Showing posts with label Sokei-an. Show all posts
Showing posts with label Sokei-an. Show all posts

Wednesday, July 21, 2010

Putting on the Filth



"Don't be like the young Buddhist novice, who, after speaking to a woman, washed himself because he believed he had become filthy. It was not the woman, but his own notions that made him 'impure.' Purity has nothing to do with morality."

Sokei-an Shigetsu Sasaki


We dress ourselves in filth everyday. Most of us. It's a habit we have been trained into, believing that doing so will make us the successful, problem solving, smart ones on the planet. Problem is, it's the very way we step into hell and get burned.

I seem to be drenched in fear lately. At work, I walk around thinking all sorts of things about how no matter what I do, it won't be good enough. Not enough students will pass their standards, and I'll get fired before I can find another job and move on. The idea of getting fired plays into all my failure narratives, and also into the hook of drama itself. The reality is, it's probably slim to none I'd get fired anytime soon, so all the stories around that are just filth I'm wading in.

The monk in the story above is not only displaying the mysogenist strain that runs through our tradition's history, but also a variation of the same spin I'm doing at work. Fears of being found out as a failure, a screw up, and not the profound spiritual guy he desires to be.

It's a boring thing, really, seeing these tapes roll on and on in your head, and experiencing the fear, confusion, and dissatisfaction that arises in the body/mind because there's still some hooking on going on. However, trying to wash away the mud in your mind doesn't really work either, so you have to approach it some other way.

I was sitting with the following koan today, which seems to have some connection to this discussion in my mind.

Chao Chou’s Seven Pound Shirt - Blue Cliff Record Case 45

The Koan:
A monk asked Chao Chou, “The myriad things return to one. Where does the one return to?”
Chou said, “When I was in Ch’ing Chou I made a cloth shirt. It weighed seven pounds.”


Most days, maybe everyday, I get the sense that I'm putting on that seven pound shirt. Do you understand what I mean? And as I was sitting the question came to mind "Do I have to remove it, or can I just let it rot right here where it is?"

The first half of the question is about doing something; the second half is about letting be what is. Both require effort, don't you think?

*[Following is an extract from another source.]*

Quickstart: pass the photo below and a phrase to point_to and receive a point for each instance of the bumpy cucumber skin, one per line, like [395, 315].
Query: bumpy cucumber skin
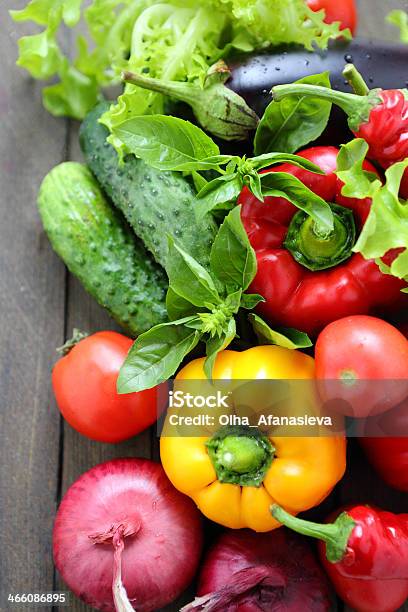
[156, 204]
[100, 249]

In a way, when I look at the long narrative of my life, and many of the decisions I have made, it has been a lot like this monk - if different in content. Pushing to the edge in workplaces, but bowing down to authority to avoid the black mark of getting fired. Saving money to the point of having a "cushion" in the bank, even though I've never made above twenty thousand in any given year. Making every last payment on time, to the point of getting into a argument with a creditor solely to avoid a black mark on my credit record. Marching in protests and rallies, but running off or standing off the moment things get tense, and arrests are possible. Seeking to find points of agreement too soon in arguments with others. Failing to look people in the eyes when I am angry, scared, or profoundly sad. In other words, more often than not, I have opted to be "on the safe side," even when doing so has sucked some life out of me. And really, this is the kind of error being displayed by the monk in Sokei-an's story above. Like him, I've wanted to be viewed as pure - but we both have mistaken the very nature of purity, thinking it resided in some moral or behavioral code.